Gold Bond in the GREEN bottle. Put it on your berries before you start working. You may need to freshen up throughout the day. But if you wait until "the uncomfortableness" has started, it will sting like a SOB. I have been doing this for years, its great.


----------



## Jumper (Mar 30, 2007)

Any talc powder is better than nothing at all, though I agree the Gold Bond stuff is the best. I also find that if you do get chafed, skin creme meant for baby rash is also helpful. If you gotta get into the back of the truck and peel off your pants in public, so be it, otherwise wear a speedo type bathing suit and just peel your pants off in public-also useful if there is a beach or pool closeby for a noon hour swim.

And yes, chain saw pants on a hot day are a b*tch, but you have to wear them here....fortunately the summer weight pair I have are quite comfy, no warmer than jeans.


----------



## kevinj (Mar 30, 2007)

Treeman587 said:


> Gold Bond in the GREEN bottle. Put it on your berries before you start working. You may need to freshen up throughout the day. But if you wait until "the uncomfortableness" has started, it will sting like a SOB. I have been doing this for years, its great.



+1

This could almost be in the " Tips and Tricks " thread.


----------



## Highclimber OR (Mar 30, 2007)

What is the issue here? I don't need to expose my ballistics to anyone but my wife. A shower every night is good enough for me, besides I am pretty sure that the smell of trees and petro drown out any unpleasant body odor. Use deodorant and some powder if must, but I thought it was women who had freshness issues.


----------



## kevinj (Mar 30, 2007)

Highclimber OR said:


> What is the issue here? I don't need to expose my ballistics to anyone but my wife. A shower every night is good enough for me, besides I am pretty sure that the smell of trees and petro drown out any unpleasant body odor. Use deodorant and some powder if must, but I thought it was women who had freshness issues.



There ya go thinkin again.


----------



## John Ellison (Mar 30, 2007)

I had to change several things in the way I dress and operate in the summer after I moved here. Jeans in cooler weather but after it gets in the mid 80s and up I go to lightweight, loose fitting, 100% cotton pants. I dont like to wear jeans in the summer here even if I am just sitting around, let alone working. To me its like night and day difference.

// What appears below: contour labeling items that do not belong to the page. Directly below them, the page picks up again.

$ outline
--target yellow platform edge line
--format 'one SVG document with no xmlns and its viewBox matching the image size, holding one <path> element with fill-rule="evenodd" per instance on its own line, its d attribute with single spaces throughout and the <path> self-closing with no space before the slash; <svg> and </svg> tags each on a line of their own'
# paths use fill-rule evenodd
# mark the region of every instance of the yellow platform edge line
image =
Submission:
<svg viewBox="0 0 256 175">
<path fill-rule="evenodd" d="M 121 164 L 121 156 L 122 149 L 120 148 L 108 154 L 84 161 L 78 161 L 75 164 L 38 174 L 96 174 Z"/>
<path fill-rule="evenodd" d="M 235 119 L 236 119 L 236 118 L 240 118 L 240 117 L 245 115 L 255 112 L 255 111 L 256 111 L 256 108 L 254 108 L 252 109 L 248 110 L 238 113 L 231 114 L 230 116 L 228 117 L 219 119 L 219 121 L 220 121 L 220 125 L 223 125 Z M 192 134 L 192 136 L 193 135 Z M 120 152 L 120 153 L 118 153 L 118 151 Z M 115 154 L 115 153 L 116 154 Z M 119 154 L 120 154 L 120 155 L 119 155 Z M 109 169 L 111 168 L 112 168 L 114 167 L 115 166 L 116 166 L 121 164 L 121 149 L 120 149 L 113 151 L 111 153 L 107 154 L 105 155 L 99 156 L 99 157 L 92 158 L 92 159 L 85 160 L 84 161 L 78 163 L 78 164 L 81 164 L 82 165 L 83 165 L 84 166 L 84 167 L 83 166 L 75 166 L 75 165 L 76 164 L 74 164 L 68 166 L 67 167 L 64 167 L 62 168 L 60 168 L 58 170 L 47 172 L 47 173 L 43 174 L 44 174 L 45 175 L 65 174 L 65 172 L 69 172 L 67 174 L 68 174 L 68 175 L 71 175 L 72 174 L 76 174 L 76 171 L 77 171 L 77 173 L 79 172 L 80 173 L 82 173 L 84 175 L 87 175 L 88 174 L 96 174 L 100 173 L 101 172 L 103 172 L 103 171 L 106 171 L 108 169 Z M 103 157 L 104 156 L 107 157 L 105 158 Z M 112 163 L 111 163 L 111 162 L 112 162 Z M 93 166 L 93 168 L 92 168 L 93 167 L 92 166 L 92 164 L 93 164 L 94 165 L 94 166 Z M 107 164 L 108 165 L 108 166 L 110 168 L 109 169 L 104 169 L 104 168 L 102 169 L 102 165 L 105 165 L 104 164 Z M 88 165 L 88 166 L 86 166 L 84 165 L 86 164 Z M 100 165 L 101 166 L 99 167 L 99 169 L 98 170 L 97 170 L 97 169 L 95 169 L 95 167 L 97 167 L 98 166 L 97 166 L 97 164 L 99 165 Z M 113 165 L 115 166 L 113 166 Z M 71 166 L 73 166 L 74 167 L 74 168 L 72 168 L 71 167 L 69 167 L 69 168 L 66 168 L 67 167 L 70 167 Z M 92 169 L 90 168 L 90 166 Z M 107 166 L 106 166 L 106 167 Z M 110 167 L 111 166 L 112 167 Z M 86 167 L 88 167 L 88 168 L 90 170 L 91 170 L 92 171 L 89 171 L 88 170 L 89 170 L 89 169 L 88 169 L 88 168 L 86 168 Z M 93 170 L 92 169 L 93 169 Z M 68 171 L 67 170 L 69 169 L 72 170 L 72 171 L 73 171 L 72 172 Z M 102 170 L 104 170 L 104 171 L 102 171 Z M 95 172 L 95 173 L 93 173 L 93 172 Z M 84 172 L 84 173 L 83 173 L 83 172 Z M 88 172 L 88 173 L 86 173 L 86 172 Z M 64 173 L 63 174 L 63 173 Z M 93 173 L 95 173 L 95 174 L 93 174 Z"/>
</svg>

Never tried them but nylon pants seems like it would be like wearing a plastic bag. Still wear the chaps when falling and they are hot but thats just part of the fun of it. 
Used to wear a tin hat , but a white plastic one is so much cooler. World of difference. I cant wear muffs unless it is below zero so its always ear plugs.
Changing shirts every couple of hours or more helps me more than anything when its really hot. A wet shirt soon makes your lower regions wet and that is no fun.
I have used the neckerchief and the hat insert that have crystals in them and they work pretty good for cooling. Bought a vest that was the same kind of stuff and thought I would have it made,like air conditioning, but 15 min after you put it on your pants are soaking wet from dripping so it went on the shelf.
For me its hard to change speeds. I just cant go like I want to in the summer. Maybe for a short time in the morning, but then its either go home or crawl and then go a little slower. And count the days until fall.


----------



## pbtree (Mar 30, 2007)

Treeman587 said:


> Gold Bond in the GREEN bottle. Put it on your berries before you start working. You may need to freshen up throughout the day. But if you wait until "the uncomfortableness" has started, it will sting like a SOB. I have been doing this for years, its great.



What he said...


----------



## treeseer (Mar 30, 2007)

John Ellison said:


> after it gets in the mid 80s and up I go to lightweight, loose fitting, 100% cotton pants. I dont like to wear jeans in the summer here even if I am just sitting around, let alone working.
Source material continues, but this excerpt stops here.